Solved – Convolutional Neural Network Scale Sensitivity

computer visionneural networks

For the sake of example, lets suppose we're building an age estimator, based on the picture of a person. Below we have two people in suits, but the first one is clearly younger than the second one.


(source: tinytux.com)

There are plenty of features that imply this, for example the face structure. However the most telling feature is the ratio of head size to body size:


(source: wikimedia.org)

So suppose we've trained a CNN regression to predict the age of the person. In a lot of the age predictors that I've tried, the above image of the kid seems to fool the predictions into thinking he's older, because of the suit and likely because they rely primarily the face:

I'm wondering just how well can a vanilla CNN architecture infer the ratio of head to torso?

Compared to a regional RCNN, which is able to get bounding boxes on the body and head, will the vanilla CNN always perform worse?

Just before global flattening in the vanilla CNN (i.e. just after all convolutions), each output has a corresponding receptive field, which should have a sense of scale. I know that faster RCNN exploits this by making bounding box proposals exactly at this stage, so that all prior convolutional filters automatically train to all scales.

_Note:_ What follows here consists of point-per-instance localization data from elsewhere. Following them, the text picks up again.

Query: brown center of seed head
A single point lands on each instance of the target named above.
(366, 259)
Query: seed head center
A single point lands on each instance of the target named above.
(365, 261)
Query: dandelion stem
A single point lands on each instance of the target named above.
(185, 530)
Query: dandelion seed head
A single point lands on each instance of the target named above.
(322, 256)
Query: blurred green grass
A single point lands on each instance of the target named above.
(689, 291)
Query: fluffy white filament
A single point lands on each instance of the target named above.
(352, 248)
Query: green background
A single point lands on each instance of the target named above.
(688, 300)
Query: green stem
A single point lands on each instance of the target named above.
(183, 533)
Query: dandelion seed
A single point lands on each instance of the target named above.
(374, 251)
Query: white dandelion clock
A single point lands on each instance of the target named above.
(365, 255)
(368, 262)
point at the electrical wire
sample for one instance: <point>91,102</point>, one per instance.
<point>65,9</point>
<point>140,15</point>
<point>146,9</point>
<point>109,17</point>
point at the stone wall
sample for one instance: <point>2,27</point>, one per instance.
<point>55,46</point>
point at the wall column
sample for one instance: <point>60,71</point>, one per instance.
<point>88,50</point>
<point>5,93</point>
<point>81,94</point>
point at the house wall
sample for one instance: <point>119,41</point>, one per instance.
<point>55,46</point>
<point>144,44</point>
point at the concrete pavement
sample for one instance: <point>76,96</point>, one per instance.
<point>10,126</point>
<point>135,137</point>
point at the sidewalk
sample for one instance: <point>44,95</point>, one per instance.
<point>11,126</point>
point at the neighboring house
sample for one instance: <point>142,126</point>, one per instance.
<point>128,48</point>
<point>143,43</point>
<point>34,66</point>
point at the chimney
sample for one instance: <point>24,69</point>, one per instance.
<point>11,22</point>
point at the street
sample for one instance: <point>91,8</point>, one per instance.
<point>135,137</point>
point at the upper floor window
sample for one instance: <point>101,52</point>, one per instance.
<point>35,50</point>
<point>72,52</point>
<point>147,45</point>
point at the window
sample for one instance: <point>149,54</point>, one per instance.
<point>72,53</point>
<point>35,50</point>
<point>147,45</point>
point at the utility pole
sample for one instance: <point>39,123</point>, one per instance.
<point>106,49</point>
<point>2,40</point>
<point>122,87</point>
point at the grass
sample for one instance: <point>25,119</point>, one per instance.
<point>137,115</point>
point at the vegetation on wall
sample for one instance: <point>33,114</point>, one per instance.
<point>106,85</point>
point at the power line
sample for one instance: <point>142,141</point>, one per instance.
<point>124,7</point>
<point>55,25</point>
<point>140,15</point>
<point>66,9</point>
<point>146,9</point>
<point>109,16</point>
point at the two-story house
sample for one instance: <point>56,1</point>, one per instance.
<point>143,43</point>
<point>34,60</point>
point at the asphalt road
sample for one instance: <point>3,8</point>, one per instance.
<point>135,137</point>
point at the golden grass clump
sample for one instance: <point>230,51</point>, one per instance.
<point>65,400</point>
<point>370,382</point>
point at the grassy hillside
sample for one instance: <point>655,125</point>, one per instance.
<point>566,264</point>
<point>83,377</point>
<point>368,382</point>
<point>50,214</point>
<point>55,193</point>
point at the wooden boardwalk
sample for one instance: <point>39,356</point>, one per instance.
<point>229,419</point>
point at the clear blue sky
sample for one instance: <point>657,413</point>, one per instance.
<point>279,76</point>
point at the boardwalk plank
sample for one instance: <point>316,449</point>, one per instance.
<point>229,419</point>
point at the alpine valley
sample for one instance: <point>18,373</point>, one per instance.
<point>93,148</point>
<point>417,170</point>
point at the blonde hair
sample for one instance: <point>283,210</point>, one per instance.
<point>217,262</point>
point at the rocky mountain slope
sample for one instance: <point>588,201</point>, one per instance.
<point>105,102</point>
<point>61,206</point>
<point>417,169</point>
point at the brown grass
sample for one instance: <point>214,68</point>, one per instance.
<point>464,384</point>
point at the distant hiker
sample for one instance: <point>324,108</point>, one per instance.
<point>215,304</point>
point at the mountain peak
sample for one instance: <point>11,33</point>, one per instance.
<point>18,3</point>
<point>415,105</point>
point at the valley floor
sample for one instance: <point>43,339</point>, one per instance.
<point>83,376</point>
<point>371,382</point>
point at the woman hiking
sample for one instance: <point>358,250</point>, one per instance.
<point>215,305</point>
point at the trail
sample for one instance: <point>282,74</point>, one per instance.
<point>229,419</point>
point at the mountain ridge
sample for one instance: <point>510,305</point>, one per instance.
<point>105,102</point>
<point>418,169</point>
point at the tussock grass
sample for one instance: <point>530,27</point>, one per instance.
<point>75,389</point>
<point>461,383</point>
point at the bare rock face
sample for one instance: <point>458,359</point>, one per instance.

So, I would think that the vanilla CNN should be able to infer the ratio of head to torso size? Is this right? If so, is the only benefit of using a faster RCNN framework to exploit the fact that may have been pre-trained on detecting people?

Best Answer

CNNs are too large a class of models, to answer this question. LeNet, AlexNet, ZFNet and VGG16 will behave very differently than GoogLeNet, which was built specifically to do most of what R-CNN do, with a CNN architecture (you may know GoogLeNet with the name of Inception, even though strictly speaking Inception is just the basic unit (subnetwork) upon which GoogLeNet is built). Finally, ResNets will behave differently. And all these architectures were not built to classify age classes, but the 1000 ImageNet classes, which don't contain age classes for humans. One could use transfer learning (if you have enough training images) to train one of the widely available trained models above, and see how they perform. In general, however, especially the older architectures (let's say up to VGG16) have an hard time learning "global features" which require to learn about "head" (already a complex feature), "torso" (another complex feature) and their ratio (which also requires that the two features are in a certain spatial relationship). This kind of stuff is what Capsule Networks should have been able to do.

Convnets were born to do exactly the opposite: be sensitive to local features, and relatively insensitive to their relative position/scale. A good Convnet should recognize "white cat" whether the picture is a close-up or an American shot. Combining convolutional layers (which are sensitive to local features) with pooling layers (which remove part of the sensitivity to variation in scale or translation of the image) gives you an architecture which in its most basic form is not great at learning the kind of spatial relationships among objects which you're looking for. There was an example somewhere (but I can't find it anymore) where, after splitting a cat image in various rectangular nonoverlapping tiles and putting them together in a random order, the CNN would keep identifying the image as cat. This indicates that CNNs are more sensitive to local features (textures or something like that) than to the spatial relationship among high level features. See also the Capsule networks paper for some discussion of this. Hinton also showed an example of this in a video about the limits of convnets.

My wild guess is that one of the recent architectures would be perfectly capable (given enough data) of discerning men from children, but not because of a "threshold" on a metric relationship among high level features such as "head" and "torso". It would learn some statistical regularity, maybe completely unnoticeable to humans, which separates adult images from child images in the training set.